L’autonomie semble être une dynamique de soi et des ressources choisies par soi. Un tel système est décrit dans un article [1], où soi est en dépendance (je dirais relation) avec des ressources utiles, mais également en lutte avec des menaces à l’autonomie. On trouve également dans l’environnement des ressources inutilisées. Divers phénomènes peuvent menacer l’autonomie, et certains peuvent l’empêcher, la diminuer, ce sont la maladie, l’accident, le handicap, l’addiction, la précarité, les violences et les contraintes. Ce peut être aussi l’absence de certaines ressources. Ce peuvent être le désespoir, la dépression, le manque de motivation, qui interdisent même l’accès à son autonomie. La solitude, si elle n’est pas choisie comme un moment positif, avec alternance de temps de lien social, empêche l’exercice de l’autonomie, la solitude sera mal vécue. Avec un sentiment d’isolement et de vide, qui peut démotiver la personne.

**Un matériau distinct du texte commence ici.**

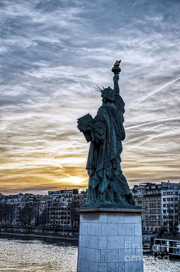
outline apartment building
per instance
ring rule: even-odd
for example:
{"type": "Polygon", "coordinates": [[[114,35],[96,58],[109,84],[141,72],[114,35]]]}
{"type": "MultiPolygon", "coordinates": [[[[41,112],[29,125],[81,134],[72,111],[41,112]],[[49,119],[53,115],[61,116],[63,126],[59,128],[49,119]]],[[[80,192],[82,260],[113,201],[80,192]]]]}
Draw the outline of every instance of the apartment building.
{"type": "Polygon", "coordinates": [[[48,192],[47,226],[67,228],[71,226],[70,211],[68,205],[72,202],[72,195],[78,193],[78,189],[48,192]]]}
{"type": "Polygon", "coordinates": [[[82,191],[80,193],[72,195],[72,202],[75,202],[77,205],[80,207],[81,205],[85,204],[87,202],[88,189],[85,191],[82,191]]]}
{"type": "Polygon", "coordinates": [[[177,227],[180,230],[180,183],[162,182],[161,188],[162,225],[173,232],[177,227]]]}
{"type": "Polygon", "coordinates": [[[149,182],[134,186],[132,195],[136,205],[146,209],[146,213],[142,213],[143,231],[159,232],[161,227],[161,183],[149,182]]]}

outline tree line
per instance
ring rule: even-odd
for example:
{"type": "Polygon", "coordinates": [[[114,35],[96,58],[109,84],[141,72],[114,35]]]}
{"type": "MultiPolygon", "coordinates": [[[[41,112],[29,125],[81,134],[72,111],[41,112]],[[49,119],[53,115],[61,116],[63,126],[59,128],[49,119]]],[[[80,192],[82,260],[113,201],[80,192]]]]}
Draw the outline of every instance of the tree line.
{"type": "Polygon", "coordinates": [[[13,221],[15,218],[19,221],[19,225],[24,226],[25,232],[28,227],[30,232],[31,221],[36,217],[37,220],[35,224],[36,226],[41,226],[42,232],[47,233],[47,225],[48,222],[53,228],[55,233],[56,229],[58,228],[58,221],[63,219],[66,224],[68,234],[68,222],[71,222],[74,234],[74,223],[75,221],[78,222],[79,217],[76,208],[79,206],[76,202],[71,202],[67,206],[65,212],[62,212],[61,206],[60,202],[48,202],[46,207],[39,215],[37,206],[35,206],[33,203],[27,202],[22,207],[15,204],[0,203],[0,224],[3,227],[4,226],[7,230],[7,223],[9,223],[12,231],[13,221]]]}

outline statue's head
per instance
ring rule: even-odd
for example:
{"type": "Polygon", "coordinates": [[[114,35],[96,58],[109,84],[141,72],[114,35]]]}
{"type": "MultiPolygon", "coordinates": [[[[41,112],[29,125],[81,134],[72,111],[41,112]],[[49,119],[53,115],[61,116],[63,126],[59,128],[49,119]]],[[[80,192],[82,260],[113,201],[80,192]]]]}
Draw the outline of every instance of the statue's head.
{"type": "Polygon", "coordinates": [[[115,100],[115,96],[114,90],[108,86],[108,88],[105,88],[102,91],[101,97],[103,104],[108,102],[113,103],[115,100]]]}

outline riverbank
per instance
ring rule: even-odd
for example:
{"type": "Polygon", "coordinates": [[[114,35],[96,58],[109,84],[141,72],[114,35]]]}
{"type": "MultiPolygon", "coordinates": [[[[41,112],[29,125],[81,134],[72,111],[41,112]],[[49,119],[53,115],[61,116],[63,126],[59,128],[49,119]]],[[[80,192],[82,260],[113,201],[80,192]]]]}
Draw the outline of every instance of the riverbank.
{"type": "Polygon", "coordinates": [[[77,236],[70,235],[59,235],[57,234],[45,234],[31,233],[25,232],[10,232],[7,231],[0,232],[0,235],[8,235],[10,236],[19,236],[23,237],[34,237],[37,238],[46,238],[52,239],[66,240],[68,241],[74,241],[77,244],[78,237],[77,236]]]}

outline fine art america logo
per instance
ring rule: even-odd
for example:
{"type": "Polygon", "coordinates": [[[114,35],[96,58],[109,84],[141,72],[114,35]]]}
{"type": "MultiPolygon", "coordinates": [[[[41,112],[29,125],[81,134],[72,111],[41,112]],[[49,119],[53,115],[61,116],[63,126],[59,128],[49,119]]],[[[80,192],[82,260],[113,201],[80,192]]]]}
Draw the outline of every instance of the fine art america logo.
{"type": "MultiPolygon", "coordinates": [[[[142,249],[138,244],[132,244],[131,241],[126,241],[125,242],[125,254],[124,257],[125,262],[141,261],[143,261],[142,251],[147,252],[147,249],[142,249]]],[[[143,248],[148,247],[148,244],[144,244],[143,248]]],[[[161,248],[159,245],[154,244],[152,246],[151,251],[153,253],[155,258],[162,258],[163,260],[169,260],[169,256],[167,254],[168,249],[167,245],[162,244],[161,248]],[[160,248],[161,248],[161,250],[160,248]]]]}

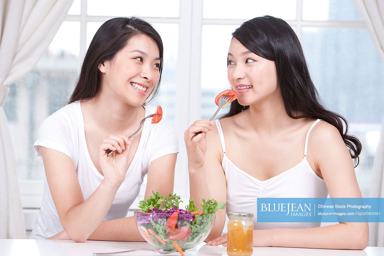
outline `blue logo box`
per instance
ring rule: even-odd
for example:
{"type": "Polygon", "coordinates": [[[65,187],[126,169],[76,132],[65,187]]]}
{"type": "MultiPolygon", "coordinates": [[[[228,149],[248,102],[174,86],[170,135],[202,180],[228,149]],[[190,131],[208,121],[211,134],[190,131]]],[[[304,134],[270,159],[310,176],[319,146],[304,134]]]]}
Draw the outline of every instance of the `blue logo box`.
{"type": "Polygon", "coordinates": [[[382,198],[258,198],[258,222],[384,222],[382,198]]]}

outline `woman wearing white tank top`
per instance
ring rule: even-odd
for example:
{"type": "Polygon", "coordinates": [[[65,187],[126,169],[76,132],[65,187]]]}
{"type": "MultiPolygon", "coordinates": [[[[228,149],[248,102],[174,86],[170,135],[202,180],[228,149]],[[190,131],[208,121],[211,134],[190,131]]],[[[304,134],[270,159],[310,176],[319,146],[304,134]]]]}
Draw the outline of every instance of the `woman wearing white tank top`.
{"type": "MultiPolygon", "coordinates": [[[[185,131],[190,197],[253,213],[254,246],[364,249],[367,223],[257,222],[258,197],[361,198],[352,159],[357,165],[361,145],[321,104],[288,23],[259,17],[232,36],[228,80],[239,97],[219,121],[198,120],[185,131]]],[[[219,210],[208,244],[226,245],[225,221],[219,210]]]]}

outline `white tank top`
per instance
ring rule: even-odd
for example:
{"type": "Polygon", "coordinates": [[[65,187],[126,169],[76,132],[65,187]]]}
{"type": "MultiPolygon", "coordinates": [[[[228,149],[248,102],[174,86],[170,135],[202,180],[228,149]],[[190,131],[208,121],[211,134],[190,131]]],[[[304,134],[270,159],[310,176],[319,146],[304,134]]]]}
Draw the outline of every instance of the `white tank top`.
{"type": "Polygon", "coordinates": [[[306,228],[320,226],[319,223],[260,223],[257,219],[257,198],[326,198],[328,190],[323,180],[317,176],[307,160],[308,138],[305,139],[304,158],[295,166],[278,175],[261,181],[240,170],[227,156],[221,125],[216,121],[223,148],[222,166],[227,181],[227,212],[240,211],[253,214],[255,229],[306,228]]]}

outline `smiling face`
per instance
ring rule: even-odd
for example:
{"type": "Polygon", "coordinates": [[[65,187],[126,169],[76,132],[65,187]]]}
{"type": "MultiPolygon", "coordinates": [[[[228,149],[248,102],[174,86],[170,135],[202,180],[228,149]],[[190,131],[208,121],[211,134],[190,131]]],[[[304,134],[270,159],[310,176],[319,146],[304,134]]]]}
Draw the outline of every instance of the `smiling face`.
{"type": "Polygon", "coordinates": [[[243,106],[280,95],[275,62],[252,52],[235,38],[229,46],[228,75],[243,106]]]}
{"type": "Polygon", "coordinates": [[[101,91],[108,90],[131,106],[141,106],[159,81],[159,55],[153,39],[145,35],[132,37],[113,60],[99,64],[101,91]]]}

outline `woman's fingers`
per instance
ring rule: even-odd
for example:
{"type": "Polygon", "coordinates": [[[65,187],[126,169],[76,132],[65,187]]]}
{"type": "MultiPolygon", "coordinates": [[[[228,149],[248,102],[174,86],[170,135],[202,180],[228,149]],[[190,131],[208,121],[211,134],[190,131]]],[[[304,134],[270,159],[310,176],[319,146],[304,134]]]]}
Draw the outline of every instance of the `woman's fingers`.
{"type": "Polygon", "coordinates": [[[196,136],[195,136],[195,135],[194,135],[193,136],[194,136],[192,139],[192,142],[197,144],[199,143],[199,142],[205,136],[205,134],[204,133],[202,133],[198,134],[196,136]]]}
{"type": "Polygon", "coordinates": [[[125,149],[125,143],[124,141],[124,139],[121,136],[110,135],[109,135],[109,137],[108,137],[108,138],[112,139],[112,140],[116,140],[116,142],[119,143],[119,145],[120,146],[122,150],[124,150],[125,149]]]}
{"type": "Polygon", "coordinates": [[[103,143],[109,143],[113,145],[115,148],[116,148],[116,150],[119,152],[121,152],[122,151],[122,148],[120,146],[120,144],[119,143],[116,141],[116,140],[114,140],[113,139],[110,139],[109,138],[107,139],[104,139],[103,140],[103,143]]]}
{"type": "Polygon", "coordinates": [[[114,156],[116,154],[116,150],[117,149],[113,145],[110,143],[103,143],[100,145],[100,150],[99,153],[99,157],[104,156],[104,155],[108,155],[107,152],[109,152],[109,150],[113,152],[111,155],[114,156]]]}
{"type": "Polygon", "coordinates": [[[215,238],[207,242],[207,244],[208,245],[219,245],[220,244],[226,244],[225,246],[226,246],[227,239],[227,234],[224,234],[222,236],[219,236],[217,238],[215,238]]]}

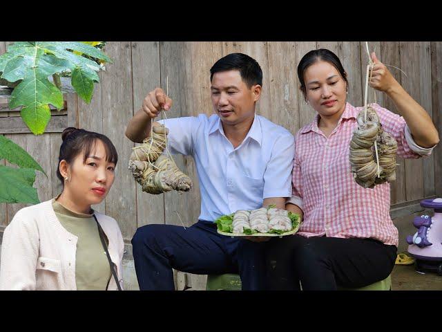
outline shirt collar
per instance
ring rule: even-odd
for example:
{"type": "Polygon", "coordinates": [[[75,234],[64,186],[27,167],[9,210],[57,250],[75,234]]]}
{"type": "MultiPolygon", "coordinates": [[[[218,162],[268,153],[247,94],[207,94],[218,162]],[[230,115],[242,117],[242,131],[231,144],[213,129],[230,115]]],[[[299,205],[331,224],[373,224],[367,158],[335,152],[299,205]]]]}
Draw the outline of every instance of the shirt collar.
{"type": "MultiPolygon", "coordinates": [[[[213,133],[217,131],[220,131],[220,133],[225,136],[224,133],[224,129],[222,129],[222,122],[221,122],[221,119],[220,119],[220,117],[218,116],[216,121],[213,122],[211,127],[209,130],[209,134],[210,135],[211,133],[213,133]]],[[[246,135],[246,137],[244,138],[243,142],[245,142],[248,137],[250,137],[251,138],[256,141],[256,142],[258,142],[260,145],[261,145],[261,142],[262,141],[262,132],[261,131],[260,120],[256,113],[255,113],[253,122],[252,123],[251,127],[250,127],[250,129],[247,133],[247,135],[246,135]]]]}
{"type": "MultiPolygon", "coordinates": [[[[345,109],[344,109],[344,113],[340,116],[340,119],[339,119],[339,122],[338,122],[338,125],[340,124],[343,119],[348,120],[351,118],[356,118],[358,115],[358,111],[356,107],[352,105],[350,103],[347,102],[345,104],[345,109]]],[[[308,133],[309,131],[315,131],[316,133],[319,133],[319,129],[318,128],[318,121],[319,120],[319,114],[316,114],[315,116],[314,120],[310,124],[305,126],[300,130],[301,133],[308,133]]]]}

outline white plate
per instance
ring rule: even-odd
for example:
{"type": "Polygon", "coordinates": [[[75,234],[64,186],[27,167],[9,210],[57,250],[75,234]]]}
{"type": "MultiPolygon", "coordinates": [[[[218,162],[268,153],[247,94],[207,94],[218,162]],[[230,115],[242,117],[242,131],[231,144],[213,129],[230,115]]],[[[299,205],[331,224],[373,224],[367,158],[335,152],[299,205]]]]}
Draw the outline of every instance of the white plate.
{"type": "Polygon", "coordinates": [[[286,235],[291,235],[293,234],[295,234],[296,232],[298,232],[298,230],[299,229],[299,225],[300,223],[298,223],[298,225],[293,230],[289,230],[289,232],[285,232],[282,234],[274,234],[274,233],[255,233],[255,234],[251,234],[249,235],[247,235],[247,234],[244,234],[244,233],[228,233],[227,232],[222,232],[220,230],[216,230],[216,231],[218,232],[218,234],[220,234],[222,235],[226,235],[227,237],[285,237],[286,235]]]}

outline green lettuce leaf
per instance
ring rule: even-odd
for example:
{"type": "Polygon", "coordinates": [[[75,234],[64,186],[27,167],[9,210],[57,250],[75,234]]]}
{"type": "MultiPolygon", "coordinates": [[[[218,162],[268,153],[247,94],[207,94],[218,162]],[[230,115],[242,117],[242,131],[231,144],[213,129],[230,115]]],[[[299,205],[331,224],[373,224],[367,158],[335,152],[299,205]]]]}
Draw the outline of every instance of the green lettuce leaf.
{"type": "Polygon", "coordinates": [[[285,233],[285,231],[282,230],[270,230],[269,232],[271,234],[282,234],[285,233]]]}
{"type": "Polygon", "coordinates": [[[256,233],[258,233],[258,230],[251,230],[250,228],[244,228],[244,234],[251,235],[252,234],[256,233]]]}
{"type": "Polygon", "coordinates": [[[215,223],[218,227],[218,229],[221,232],[227,233],[231,233],[233,232],[233,226],[232,223],[233,222],[234,213],[231,214],[225,214],[221,216],[220,218],[215,221],[215,223]]]}
{"type": "Polygon", "coordinates": [[[290,218],[290,220],[291,221],[291,225],[293,226],[294,229],[298,227],[298,225],[299,225],[300,219],[299,214],[295,214],[294,213],[289,211],[289,218],[290,218]]]}

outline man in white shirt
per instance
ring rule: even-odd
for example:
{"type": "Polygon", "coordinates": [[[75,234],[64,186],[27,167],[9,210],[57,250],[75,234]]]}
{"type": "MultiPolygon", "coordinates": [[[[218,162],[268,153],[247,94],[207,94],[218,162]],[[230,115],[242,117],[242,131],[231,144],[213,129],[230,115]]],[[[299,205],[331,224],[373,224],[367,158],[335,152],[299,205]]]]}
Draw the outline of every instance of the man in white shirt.
{"type": "MultiPolygon", "coordinates": [[[[132,244],[140,290],[173,290],[172,268],[196,274],[239,273],[243,290],[266,288],[265,277],[257,272],[264,264],[264,239],[220,235],[213,221],[238,210],[270,204],[285,208],[286,198],[291,196],[294,138],[255,114],[262,86],[255,59],[229,54],[210,71],[215,114],[166,121],[169,151],[195,159],[201,214],[186,229],[172,225],[138,228],[132,244]]],[[[171,105],[161,89],[150,92],[126,136],[142,142],[150,135],[151,119],[171,105]]]]}

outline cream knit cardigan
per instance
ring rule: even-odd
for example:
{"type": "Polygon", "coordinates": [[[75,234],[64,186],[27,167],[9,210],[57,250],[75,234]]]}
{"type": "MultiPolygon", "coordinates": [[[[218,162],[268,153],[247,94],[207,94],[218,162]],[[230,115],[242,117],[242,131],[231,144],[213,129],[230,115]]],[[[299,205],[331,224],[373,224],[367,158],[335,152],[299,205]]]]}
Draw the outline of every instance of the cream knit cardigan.
{"type": "MultiPolygon", "coordinates": [[[[113,218],[97,212],[95,216],[109,240],[109,255],[122,288],[124,242],[119,227],[113,218]]],[[[52,200],[20,210],[3,233],[0,290],[77,290],[77,240],[59,221],[52,200]]],[[[117,289],[112,276],[108,290],[117,289]]]]}

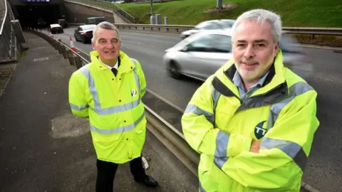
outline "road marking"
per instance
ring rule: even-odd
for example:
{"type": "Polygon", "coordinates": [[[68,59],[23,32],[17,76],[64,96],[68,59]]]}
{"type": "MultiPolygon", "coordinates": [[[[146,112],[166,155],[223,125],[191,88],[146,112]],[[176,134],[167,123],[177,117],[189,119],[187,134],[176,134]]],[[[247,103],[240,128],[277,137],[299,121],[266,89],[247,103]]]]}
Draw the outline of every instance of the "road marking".
{"type": "Polygon", "coordinates": [[[135,43],[135,44],[138,44],[138,45],[141,45],[141,46],[147,46],[147,47],[150,47],[150,48],[156,48],[155,46],[149,46],[149,45],[147,45],[147,44],[145,44],[145,43],[140,43],[140,42],[135,42],[135,41],[127,41],[127,40],[121,40],[121,41],[131,43],[135,43]]]}
{"type": "Polygon", "coordinates": [[[90,131],[89,122],[66,112],[51,119],[51,136],[53,138],[75,137],[90,131]]]}

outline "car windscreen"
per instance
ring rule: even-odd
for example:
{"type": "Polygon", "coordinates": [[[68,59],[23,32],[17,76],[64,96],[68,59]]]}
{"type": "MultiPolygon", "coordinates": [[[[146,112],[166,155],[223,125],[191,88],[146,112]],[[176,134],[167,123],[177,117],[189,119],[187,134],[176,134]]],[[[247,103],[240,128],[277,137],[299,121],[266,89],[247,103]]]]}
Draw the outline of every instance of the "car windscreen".
{"type": "Polygon", "coordinates": [[[82,28],[83,31],[93,31],[95,28],[95,26],[83,26],[82,28]]]}

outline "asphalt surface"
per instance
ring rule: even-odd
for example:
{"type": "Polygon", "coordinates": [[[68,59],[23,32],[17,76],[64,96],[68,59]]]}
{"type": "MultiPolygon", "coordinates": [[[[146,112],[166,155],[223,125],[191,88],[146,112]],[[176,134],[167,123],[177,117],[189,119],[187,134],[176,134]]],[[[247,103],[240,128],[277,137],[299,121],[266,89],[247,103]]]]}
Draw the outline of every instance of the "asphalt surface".
{"type": "MultiPolygon", "coordinates": [[[[56,36],[69,42],[75,28],[65,29],[64,34],[56,36]]],[[[145,71],[147,88],[169,102],[184,110],[192,94],[202,84],[185,78],[176,80],[169,78],[164,70],[162,58],[164,50],[175,45],[180,38],[174,34],[121,31],[122,50],[138,59],[145,71]]],[[[90,44],[75,42],[78,49],[88,53],[90,44]]],[[[304,48],[307,57],[295,70],[318,92],[318,117],[321,126],[314,138],[304,181],[321,191],[342,191],[342,54],[332,50],[304,48]]],[[[160,108],[160,107],[159,107],[160,108]]],[[[165,110],[164,110],[165,112],[165,110]]],[[[175,122],[173,112],[162,115],[175,122]]],[[[178,119],[181,114],[178,114],[178,119]]],[[[179,127],[175,125],[175,127],[179,127]]]]}
{"type": "MultiPolygon", "coordinates": [[[[42,38],[25,35],[31,48],[0,97],[0,191],[95,191],[88,123],[72,115],[68,102],[75,67],[42,38]]],[[[195,176],[148,131],[142,154],[160,186],[136,183],[125,164],[115,191],[197,191],[195,176]]]]}

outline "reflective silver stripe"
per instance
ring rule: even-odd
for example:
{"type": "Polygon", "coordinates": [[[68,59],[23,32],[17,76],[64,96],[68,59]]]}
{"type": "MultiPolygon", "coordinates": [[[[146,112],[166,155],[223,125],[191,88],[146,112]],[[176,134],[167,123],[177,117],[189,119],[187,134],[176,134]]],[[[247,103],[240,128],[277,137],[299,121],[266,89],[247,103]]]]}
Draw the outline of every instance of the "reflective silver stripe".
{"type": "Polygon", "coordinates": [[[218,92],[214,87],[212,87],[212,103],[213,103],[213,112],[215,111],[216,107],[217,106],[217,102],[219,101],[219,95],[221,93],[218,92]]]}
{"type": "Polygon", "coordinates": [[[113,134],[113,133],[123,133],[125,132],[128,132],[130,130],[133,129],[135,128],[135,127],[141,122],[141,120],[143,119],[145,117],[145,112],[143,112],[140,117],[133,124],[128,124],[126,126],[123,127],[119,127],[116,128],[110,128],[110,129],[100,129],[95,127],[93,125],[90,125],[90,129],[93,132],[99,133],[99,134],[113,134]]]}
{"type": "Polygon", "coordinates": [[[260,149],[271,149],[274,148],[281,150],[284,153],[292,158],[294,161],[302,170],[304,169],[307,156],[300,145],[291,142],[267,137],[264,138],[260,144],[260,149]]]}
{"type": "Polygon", "coordinates": [[[199,189],[200,189],[200,192],[206,192],[205,190],[204,190],[204,188],[203,188],[203,187],[202,186],[202,184],[201,184],[201,181],[200,181],[199,183],[199,183],[198,188],[199,188],[199,189]]]}
{"type": "Polygon", "coordinates": [[[86,76],[88,80],[89,90],[90,91],[90,93],[93,95],[93,100],[94,100],[95,109],[101,110],[101,105],[100,104],[100,100],[98,99],[98,91],[96,90],[96,87],[95,87],[94,78],[91,75],[89,70],[89,65],[85,65],[80,68],[79,70],[84,75],[84,76],[86,76]]]}
{"type": "Polygon", "coordinates": [[[125,105],[116,105],[114,107],[110,107],[108,108],[105,108],[105,109],[93,109],[94,112],[95,112],[98,114],[99,115],[106,115],[106,114],[113,114],[115,112],[125,112],[131,109],[133,109],[139,105],[140,103],[140,100],[138,98],[137,100],[129,102],[126,103],[125,105]]]}
{"type": "Polygon", "coordinates": [[[221,130],[219,131],[216,137],[216,149],[215,156],[225,157],[227,156],[227,147],[229,141],[229,135],[221,130]]]}
{"type": "Polygon", "coordinates": [[[228,161],[228,157],[214,157],[214,163],[217,166],[219,169],[222,169],[223,165],[228,161]]]}
{"type": "Polygon", "coordinates": [[[130,58],[130,60],[134,63],[135,68],[133,69],[133,73],[134,73],[134,78],[135,79],[135,83],[137,84],[138,87],[138,93],[139,94],[138,98],[140,97],[140,81],[139,80],[139,75],[138,75],[137,73],[137,60],[134,58],[130,58]]]}
{"type": "Polygon", "coordinates": [[[304,94],[305,92],[312,90],[314,88],[305,82],[298,82],[292,85],[289,88],[289,96],[281,101],[276,102],[271,106],[271,112],[269,115],[269,120],[267,123],[267,129],[271,129],[276,119],[278,114],[284,109],[284,107],[291,102],[296,96],[304,94]]]}
{"type": "Polygon", "coordinates": [[[192,104],[189,104],[187,106],[187,108],[185,109],[186,113],[193,113],[195,114],[198,116],[200,115],[204,115],[207,120],[208,120],[209,122],[211,122],[212,124],[214,124],[214,121],[215,119],[214,114],[211,112],[208,112],[207,111],[204,111],[197,106],[192,105],[192,104]]]}
{"type": "Polygon", "coordinates": [[[215,157],[214,162],[221,169],[224,163],[228,161],[227,156],[227,148],[228,147],[228,142],[229,141],[229,135],[221,130],[219,131],[216,137],[216,149],[215,157]]]}
{"type": "MultiPolygon", "coordinates": [[[[133,59],[132,60],[135,60],[133,59]]],[[[135,65],[135,62],[134,63],[135,65]]],[[[88,80],[89,90],[93,96],[93,100],[94,100],[95,107],[94,108],[92,107],[92,109],[98,114],[107,115],[107,114],[110,114],[116,112],[124,112],[124,111],[129,110],[138,107],[140,103],[140,97],[138,97],[136,100],[134,100],[132,102],[126,103],[122,105],[113,106],[108,108],[102,108],[101,105],[100,103],[100,100],[98,99],[98,91],[96,90],[96,87],[95,86],[94,78],[91,75],[91,73],[89,70],[89,66],[85,65],[83,68],[80,68],[79,70],[84,75],[84,76],[86,76],[86,78],[88,80]]],[[[134,69],[133,71],[134,71],[134,77],[135,77],[135,82],[138,88],[138,93],[140,94],[140,85],[139,83],[139,78],[136,73],[135,68],[134,69]]]]}
{"type": "Polygon", "coordinates": [[[76,111],[81,111],[81,110],[85,109],[88,106],[87,104],[82,105],[73,105],[73,104],[71,104],[71,103],[69,103],[69,104],[70,104],[70,107],[72,110],[76,110],[76,111]]]}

L’autonomie, est-ce être responsable? L’autonomie est un pouvoir d’agir par soi-même qui veut satisfaire des désirs factuels, affectifs, ou intellectuels. L’exercice de l’autonomie pose au monde des actes, sensés intégrer la personne, et la responsabilité est celle d’assumer les conséquences de ces actes-là. L’autonomie et la responsabilité, si elles peuvent être complémentaires, sont cependant distinctes.
Etre autonome, est-ce tout faire, tout juste? Je pense que non, ce n’est pas l’universel et la perfection. On est soi, avec ses forces, ses apprentissages, ses affinités, avec sa raison. L’autonomie ne fait pas tout, et même si elle participe au mieux-être dans le rétablissement, même si elle améliore grandement l’estime de soi, elle n’est que ce pouvoir d’agir par soi-même qui attend les lieux de son expression, les projets où ce sont les actes, les réalisations, les constructions, qui participeront de ce à quoi chacun aspire, c’est-à-dire le bonheur.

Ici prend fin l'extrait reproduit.